In Analysis B2, PCC between each averaged habitat suitability plot and the observed ratio of presence were also calculated. Finally, PCC of the averaged habitat suitability plots and mean PCC with 1000 iterations were compared in order to determine whether the averaged habitat suitability plots could accurately describe the observed bluegill distribution.
3.3.3 Habitat suitability plots using pseudosamples
Analyses A and B investigated the sample size effect on prediction accuracy and habitat suitability plots for various sample sizes. In the both analyses, the observed datasets of each sample size were generated from the whole observation (n = 1010). Thus, the results of Analyses A and B indicate the general behavior along with decreasing sample size. In the process C, the concept of pseudosamples was introduced in order to investigate situations similar to actual cases and demonstrated the average habitat suitability plot based on a small number of samples.

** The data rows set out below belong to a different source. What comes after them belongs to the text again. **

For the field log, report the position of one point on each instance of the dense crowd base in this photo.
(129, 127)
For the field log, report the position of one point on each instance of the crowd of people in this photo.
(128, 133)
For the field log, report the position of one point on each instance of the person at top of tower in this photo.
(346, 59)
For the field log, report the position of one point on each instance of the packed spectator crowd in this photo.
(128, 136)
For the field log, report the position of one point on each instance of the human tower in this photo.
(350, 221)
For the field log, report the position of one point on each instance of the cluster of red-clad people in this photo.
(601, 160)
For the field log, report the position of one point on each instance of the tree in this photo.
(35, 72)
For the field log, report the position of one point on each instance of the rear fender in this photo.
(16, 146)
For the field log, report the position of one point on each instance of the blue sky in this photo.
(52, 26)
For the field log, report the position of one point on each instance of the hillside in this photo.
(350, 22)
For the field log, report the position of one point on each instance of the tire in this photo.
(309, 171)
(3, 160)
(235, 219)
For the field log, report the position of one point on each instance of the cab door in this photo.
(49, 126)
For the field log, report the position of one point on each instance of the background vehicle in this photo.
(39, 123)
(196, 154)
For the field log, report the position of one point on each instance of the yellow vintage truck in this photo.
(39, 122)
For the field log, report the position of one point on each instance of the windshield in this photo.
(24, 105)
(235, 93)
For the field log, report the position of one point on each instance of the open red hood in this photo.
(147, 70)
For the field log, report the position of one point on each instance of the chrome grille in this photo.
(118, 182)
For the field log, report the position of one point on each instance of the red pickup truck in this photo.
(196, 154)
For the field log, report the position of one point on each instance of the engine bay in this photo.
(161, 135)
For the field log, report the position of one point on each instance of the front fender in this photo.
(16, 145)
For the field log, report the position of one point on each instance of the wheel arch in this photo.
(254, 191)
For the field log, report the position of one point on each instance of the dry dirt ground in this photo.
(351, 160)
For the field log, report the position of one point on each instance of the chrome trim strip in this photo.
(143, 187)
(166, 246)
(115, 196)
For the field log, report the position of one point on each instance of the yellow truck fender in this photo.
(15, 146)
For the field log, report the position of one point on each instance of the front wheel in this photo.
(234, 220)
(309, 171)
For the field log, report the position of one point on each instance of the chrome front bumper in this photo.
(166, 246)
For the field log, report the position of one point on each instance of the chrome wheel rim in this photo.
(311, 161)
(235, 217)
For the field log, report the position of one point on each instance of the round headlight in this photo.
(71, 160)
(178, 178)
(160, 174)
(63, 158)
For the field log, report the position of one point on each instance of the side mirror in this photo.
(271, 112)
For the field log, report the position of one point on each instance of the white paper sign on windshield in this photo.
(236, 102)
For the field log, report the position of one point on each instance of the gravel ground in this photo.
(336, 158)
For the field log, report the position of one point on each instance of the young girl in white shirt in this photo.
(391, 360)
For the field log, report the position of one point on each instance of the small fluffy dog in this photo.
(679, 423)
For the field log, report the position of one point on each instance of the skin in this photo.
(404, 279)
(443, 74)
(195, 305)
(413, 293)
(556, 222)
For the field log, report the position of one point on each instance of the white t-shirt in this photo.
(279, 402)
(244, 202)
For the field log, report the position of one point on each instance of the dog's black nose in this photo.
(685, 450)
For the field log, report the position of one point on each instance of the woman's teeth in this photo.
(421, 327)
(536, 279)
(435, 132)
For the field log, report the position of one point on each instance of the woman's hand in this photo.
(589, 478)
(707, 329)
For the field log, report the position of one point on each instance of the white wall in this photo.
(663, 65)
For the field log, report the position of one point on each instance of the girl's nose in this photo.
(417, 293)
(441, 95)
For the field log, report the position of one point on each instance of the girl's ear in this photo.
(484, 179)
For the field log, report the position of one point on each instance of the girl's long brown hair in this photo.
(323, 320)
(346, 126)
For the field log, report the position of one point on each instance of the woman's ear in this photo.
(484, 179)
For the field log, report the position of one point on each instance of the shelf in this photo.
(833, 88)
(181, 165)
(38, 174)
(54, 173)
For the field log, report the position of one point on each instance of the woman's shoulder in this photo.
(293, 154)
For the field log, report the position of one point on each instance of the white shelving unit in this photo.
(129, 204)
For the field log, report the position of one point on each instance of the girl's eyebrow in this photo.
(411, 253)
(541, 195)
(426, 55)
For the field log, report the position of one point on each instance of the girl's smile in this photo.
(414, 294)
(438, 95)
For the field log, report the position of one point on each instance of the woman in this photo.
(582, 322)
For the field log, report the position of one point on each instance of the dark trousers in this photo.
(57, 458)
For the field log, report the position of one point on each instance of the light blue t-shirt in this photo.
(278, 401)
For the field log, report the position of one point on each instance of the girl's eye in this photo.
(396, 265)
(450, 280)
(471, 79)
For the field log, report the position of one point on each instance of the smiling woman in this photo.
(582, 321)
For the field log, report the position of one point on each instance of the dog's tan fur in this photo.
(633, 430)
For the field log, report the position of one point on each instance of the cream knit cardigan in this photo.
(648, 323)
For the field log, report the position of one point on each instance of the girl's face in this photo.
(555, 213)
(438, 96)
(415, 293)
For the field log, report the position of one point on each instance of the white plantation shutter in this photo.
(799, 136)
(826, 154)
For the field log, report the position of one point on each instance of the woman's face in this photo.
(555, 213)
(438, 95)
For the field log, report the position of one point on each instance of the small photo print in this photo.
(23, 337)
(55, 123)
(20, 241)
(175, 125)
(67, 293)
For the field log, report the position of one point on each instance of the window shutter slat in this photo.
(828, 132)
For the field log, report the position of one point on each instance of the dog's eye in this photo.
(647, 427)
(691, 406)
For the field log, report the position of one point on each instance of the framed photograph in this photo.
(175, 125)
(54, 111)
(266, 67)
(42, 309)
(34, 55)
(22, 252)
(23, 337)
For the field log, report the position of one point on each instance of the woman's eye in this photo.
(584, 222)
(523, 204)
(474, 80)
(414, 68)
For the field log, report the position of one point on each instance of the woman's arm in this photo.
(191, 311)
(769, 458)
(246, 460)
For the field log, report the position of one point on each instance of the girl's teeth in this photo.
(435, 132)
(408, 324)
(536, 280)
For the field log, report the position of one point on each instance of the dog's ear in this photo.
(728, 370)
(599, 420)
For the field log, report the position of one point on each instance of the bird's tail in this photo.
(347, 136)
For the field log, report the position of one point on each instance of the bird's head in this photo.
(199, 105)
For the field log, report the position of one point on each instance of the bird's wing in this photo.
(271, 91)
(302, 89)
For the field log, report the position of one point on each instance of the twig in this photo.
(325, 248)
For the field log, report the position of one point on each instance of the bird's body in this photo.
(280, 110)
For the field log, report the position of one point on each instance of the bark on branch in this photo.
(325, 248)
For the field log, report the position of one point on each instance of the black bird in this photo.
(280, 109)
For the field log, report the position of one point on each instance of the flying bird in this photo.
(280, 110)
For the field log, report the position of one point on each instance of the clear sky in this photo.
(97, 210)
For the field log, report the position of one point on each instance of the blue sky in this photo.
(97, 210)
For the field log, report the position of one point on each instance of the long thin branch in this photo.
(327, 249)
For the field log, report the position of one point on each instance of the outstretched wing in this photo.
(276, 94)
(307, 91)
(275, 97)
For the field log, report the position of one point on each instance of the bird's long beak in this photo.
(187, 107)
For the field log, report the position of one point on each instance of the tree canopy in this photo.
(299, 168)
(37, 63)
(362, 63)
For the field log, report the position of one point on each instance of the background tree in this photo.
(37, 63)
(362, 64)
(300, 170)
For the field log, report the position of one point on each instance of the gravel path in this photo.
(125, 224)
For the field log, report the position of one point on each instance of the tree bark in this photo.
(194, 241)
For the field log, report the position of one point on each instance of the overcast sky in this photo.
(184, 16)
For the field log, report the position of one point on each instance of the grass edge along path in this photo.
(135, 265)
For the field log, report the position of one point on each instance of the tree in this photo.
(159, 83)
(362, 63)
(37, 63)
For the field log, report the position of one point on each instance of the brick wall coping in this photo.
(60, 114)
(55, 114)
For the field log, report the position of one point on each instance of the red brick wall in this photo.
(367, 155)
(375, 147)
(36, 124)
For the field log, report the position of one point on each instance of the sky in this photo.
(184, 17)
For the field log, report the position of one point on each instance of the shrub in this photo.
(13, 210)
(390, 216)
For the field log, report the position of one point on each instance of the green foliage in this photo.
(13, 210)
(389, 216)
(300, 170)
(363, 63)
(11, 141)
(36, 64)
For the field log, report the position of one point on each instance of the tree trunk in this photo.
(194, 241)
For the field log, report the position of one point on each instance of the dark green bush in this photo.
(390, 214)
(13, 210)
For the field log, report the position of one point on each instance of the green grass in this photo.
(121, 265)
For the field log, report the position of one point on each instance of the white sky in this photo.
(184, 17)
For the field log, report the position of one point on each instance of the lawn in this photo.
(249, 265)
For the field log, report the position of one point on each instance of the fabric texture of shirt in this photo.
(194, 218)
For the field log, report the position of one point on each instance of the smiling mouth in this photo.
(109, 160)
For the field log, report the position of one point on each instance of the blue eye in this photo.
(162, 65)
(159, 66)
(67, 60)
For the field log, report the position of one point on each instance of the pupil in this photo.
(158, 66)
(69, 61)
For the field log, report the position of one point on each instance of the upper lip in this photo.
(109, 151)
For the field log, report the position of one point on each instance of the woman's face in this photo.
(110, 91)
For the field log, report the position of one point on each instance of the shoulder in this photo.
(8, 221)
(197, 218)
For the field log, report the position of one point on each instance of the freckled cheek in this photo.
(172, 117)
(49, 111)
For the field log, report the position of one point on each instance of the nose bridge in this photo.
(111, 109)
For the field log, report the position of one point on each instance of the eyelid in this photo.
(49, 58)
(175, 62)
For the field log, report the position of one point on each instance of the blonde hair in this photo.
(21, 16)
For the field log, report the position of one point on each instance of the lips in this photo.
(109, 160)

First, we generated four different sizes of pseudosamples: 900, 500, 100 and 50. They were randomly selected from all the observations without replacement. In this process, the prevalence of the bluegill in total observations (15%) was kept the same in pseudosamples. Next, a bootstrap method was applied to the pseudosamples. The main point of this bootstrap is to draw datasets with replacement from the training data; each bootstrapped sample is the same sample size as the training data of the analysis (Efron, 1979; Efron and Tibshirani, 1994; Hastie et al., 2009). Using this method, datasets of 900, 500, 100, and 50 were generated from each pseudosample, and then fitted using RF with parameter selection. Then, similar to Analysis B, habitat suitability plots were delineated using formulated RF models, and PCC were calculated. In this research, the mean of PCC with 100 bootstrap iterations is simply called “the bootstrap PCC.” In addition, the averaged habitat suitability plot delineated by 100 iterations is called “the averaged habitat suitability plot.” PCC between the averaged habitat suitability plot and the observed ratio of presence was calculated, and denoted as “the averaged PCC.” We iterated the whole process 100 times (Fig. 1C) and calculated the means of the bootstrap PCCs and the averaged PCCs from 100 iterations.
4 Results
4.1 Sample size effect on model performance
The 900 sample size models yielded the highest mean AUC (0.85) among all the sample sizes, while the 50 sample size models showed the lowest AUC (0.75) (Fig. 2). The mean AUC generally decreased as sample size decreased. The sample size of 900 yielded the smallest standard deviation (0.01), while that of the sample size of 50 yielded the largest (0.05). The standard deviations of the 1000 AUCs decreased as the sample size increased.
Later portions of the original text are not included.